Red Darla Cheese Recalled for Listeria

The Estrella Family Creamery of Montesano, Washington, is recalling its Red Darla cheese because it has the potential to be contaminated with the dangerous, sometimes deadly <"">Listeria monocytogenes pathogens, the U.S. Food and Drug Administration (FDA) just announced.

Red Darla cheese was sold from January 2010 through February 11, 2010 at the Ballard and Seattle’s U-District farmers markets; two Seattle restaurants; retail stores in the Seattle-Tacoma area; and the firm’s retail store in Montesano, Washington. The recalled Red Darla cheese was also sold during this time at a retail market in San Francisco, California and a cheese shop in Springfield, New Jersey.

The recalled cheese is a soft cheese in a three-quarter-pound wheel that is made of cow’s milk and washed in red wine while aging. The product does not contain a lot code. To date, no illnesses in connection with this product have been reported.

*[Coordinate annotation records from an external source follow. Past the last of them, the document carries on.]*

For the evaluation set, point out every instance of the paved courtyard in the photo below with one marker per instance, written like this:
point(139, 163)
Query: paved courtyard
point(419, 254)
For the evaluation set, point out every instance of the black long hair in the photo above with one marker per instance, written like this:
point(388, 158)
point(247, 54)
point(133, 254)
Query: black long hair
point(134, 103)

The recall is the result of a routine sampling program by the state of Washington Department of Agriculture (WSDA), which revealed that one wheel of the finished product contained the Listeria monocytogenes bacteria. Estrella Family Creamery has ceased production and distribution of the product while the FDA, the WSDA, and the company continue investigating the cause of the problem.

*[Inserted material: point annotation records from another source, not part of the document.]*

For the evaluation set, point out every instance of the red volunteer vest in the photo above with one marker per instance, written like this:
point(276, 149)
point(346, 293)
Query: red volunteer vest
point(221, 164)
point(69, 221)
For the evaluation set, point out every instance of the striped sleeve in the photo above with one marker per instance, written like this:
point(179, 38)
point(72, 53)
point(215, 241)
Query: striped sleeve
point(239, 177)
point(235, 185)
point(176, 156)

The FDA is advising consumers who have any Red Darla to return the cheese to the place of purchase for a full refund. Consumers with questions may contact the company at 360-249-6541 between 6:00 am and 8:00 pm Pacific Standard Time.

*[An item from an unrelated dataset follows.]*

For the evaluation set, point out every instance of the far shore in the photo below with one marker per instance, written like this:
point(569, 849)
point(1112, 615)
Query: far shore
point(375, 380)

Listeriosis, the food borne disease caused by the Listeria pathogen, is dangerous and can often be deadly, causing serious and sometimes fatal infections in young children, frail or elderly people, and others with weakened immune systems. Healthy individuals may suffer short-term symptoms, such as high fever, severe headache, stiffness, nausea, abdominal pain, and diarrhea. In pregnant women, Listeriosis can result in miscarriage, stillbirth, or birth of a baby suffering from the infection.

Pregnant women are about 20 times likelier than others to be infected, with about one-third of all Listeriosis cases occurring during pregnancy. Listeriosis can kill fetuses, prompt premature births, and can lead to hearing loss or brain damage in newborns and neurological effects and cardio respiratory failure in adults.